Mi bisabuela paterna Concepción Maineri con sus padres y hermanos.
Los caminos migratorios pueden tener distintas extensiones. Mi padre y mi madre han hecho el suyo propio, dejando sus respectivos pueblos de provincia para ir a estudiar a la ciudad. Ejemplo que ejerció siempre mucha fuerza en mí, además de ser el hecho indispensable para que se conocieran.
Mi abuelo materno Diego Zapata con su profesor y compañeros de violín.
En mi caso, yo también fui una vez migrante. Recién casados, nos fuimos mi esposo y yo a Alemania, un país con el cual ninguno de los dos guardaba parentesco. Nos impulsó la ilusión de un nuevo horizonte, la amistad con nuevas personas, la curiosidad ante una rica cultura de científicos y pensadores y el desafío de una lengua difícil de conquistar. Pero, finalmente, fue el nacimiento allí de nuestro hijo nuestro principal vínculo afectivo con ese, nuestro primer hogar. Hecho que determinó a su vez el motivo de nuestro pronto regreso a Argentina, dado que preferimos que su crianza se diera rodeada de la enorme familia que ahí lo esperaba.

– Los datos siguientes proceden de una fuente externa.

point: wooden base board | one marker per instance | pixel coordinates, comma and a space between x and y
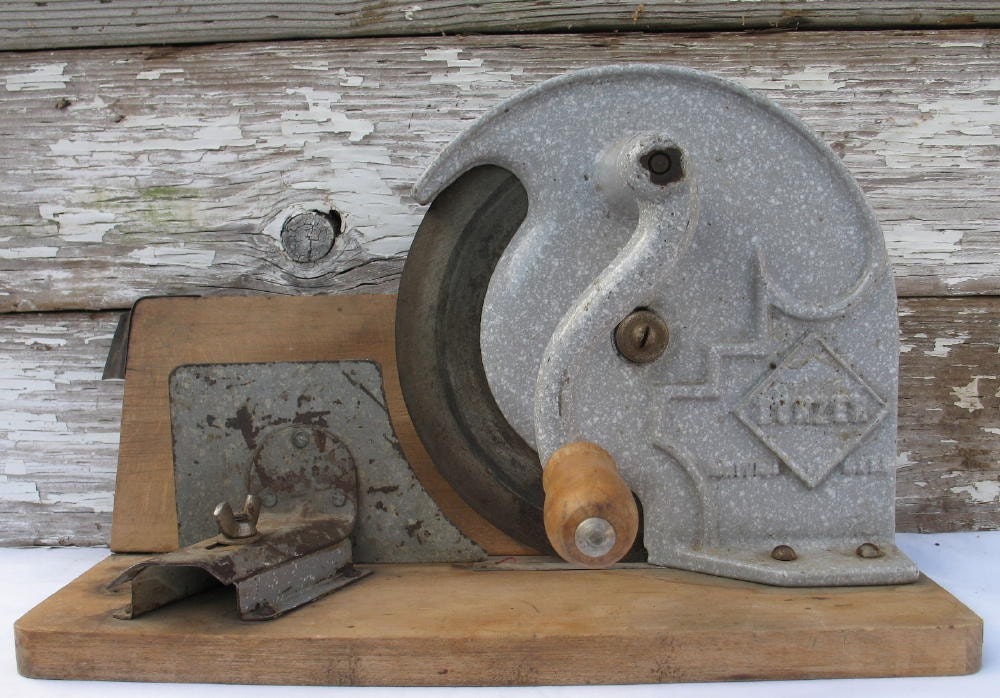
443, 625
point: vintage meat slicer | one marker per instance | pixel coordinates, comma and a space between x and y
648, 316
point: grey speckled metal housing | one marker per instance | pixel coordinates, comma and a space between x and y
771, 417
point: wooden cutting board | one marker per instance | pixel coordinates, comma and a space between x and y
444, 625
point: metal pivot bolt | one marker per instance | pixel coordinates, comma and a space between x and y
595, 537
642, 337
308, 237
241, 524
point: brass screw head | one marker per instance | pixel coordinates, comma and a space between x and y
642, 337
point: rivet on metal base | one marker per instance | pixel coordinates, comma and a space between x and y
784, 553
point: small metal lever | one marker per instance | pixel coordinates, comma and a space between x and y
241, 524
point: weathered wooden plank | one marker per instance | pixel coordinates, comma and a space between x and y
58, 429
949, 416
80, 23
127, 172
59, 422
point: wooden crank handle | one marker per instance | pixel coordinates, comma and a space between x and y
591, 518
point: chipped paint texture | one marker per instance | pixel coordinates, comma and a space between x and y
25, 24
986, 492
59, 423
127, 172
39, 77
948, 418
58, 429
968, 395
130, 172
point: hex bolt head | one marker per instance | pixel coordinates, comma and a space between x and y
784, 553
642, 337
869, 551
663, 165
300, 439
308, 237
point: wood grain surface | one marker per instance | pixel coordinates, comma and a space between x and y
132, 172
410, 625
80, 23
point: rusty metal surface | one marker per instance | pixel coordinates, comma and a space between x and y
274, 572
291, 433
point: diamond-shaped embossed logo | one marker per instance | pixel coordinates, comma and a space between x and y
812, 410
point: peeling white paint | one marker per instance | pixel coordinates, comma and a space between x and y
19, 491
968, 395
984, 492
78, 225
159, 255
28, 252
156, 74
187, 133
471, 73
943, 345
47, 76
954, 130
916, 241
348, 80
99, 502
320, 118
816, 78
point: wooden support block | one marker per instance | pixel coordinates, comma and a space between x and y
443, 625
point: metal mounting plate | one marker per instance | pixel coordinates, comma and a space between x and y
770, 418
225, 415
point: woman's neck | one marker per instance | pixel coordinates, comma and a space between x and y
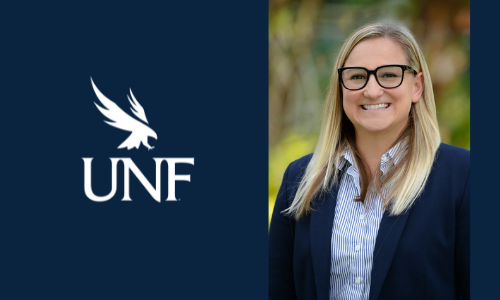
372, 146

Si bien hace ya quince años que regresamos, en aquella larga experiencia de casi seis años pude vivenciar yo misma lo que es la despedida y la incertidumbre de no saber si iba a volver. Pero a su vez pude experimentar también ese irremovible sentimiento de ser extranjero. ¿Pero qué es realmente lo que nos hace extranjeros? Más allá de las obvias cuestiones legales, de las visas y los pasaportes, aún cuando el entorno de nuestro nuevo país de residencia nos pueda resultar amigable, persiste siempre en nuestro interior un juego de arraigo y desarraigo.
Konstanz, Alemania. 2005
Siempre me llamó la atención un concepto que debe ser común a varios idiomas, que se da claramente tanto en español como en alemán y que puede ser una primera clave para comprender ese paradójico sentimiento de pertenecer y no pertenecer a un determinado lugar. Por un lado, tenemos la “patria”, que hace referencia implícita a la tierra del padre, lo cual en alemán es literal en el término “Vaterland”; y por otro lado tenemos la “lengua materna”, con su correspondiente en alemán “Muttersprache”. Hay una fuerte referencia genética en ambos. Los dos términos señalan un origen ineludible, según el cual la tierra parece ser la herencia paterna y la lengua, la materna.
Sin ahondar ahora en lícitas cuestiones de género, podemos hacer foco en ese efecto que “tierra” y “lengua” ejercen en relación a nuestra capacidad de raigambre. La tierra se refiere por un lado a terreno: es espacio geográfico, es paisaje, es clima, es el alimento que allí puede crecer y sus nutrientes específicos. Por otro lado, es territorio, es demarcación política, es su organización interna, es frontera. La lengua, en cambio, es palabra, es pensamiento, es habla y es posibilidad de silencio. Puede ser monólogo, como puede ser diálogo; puede llegar a ser ben-dición o mal-dición. En cualquier caso, siempre la llevamos a cuestas, no importa en qué tierra nos encontremos.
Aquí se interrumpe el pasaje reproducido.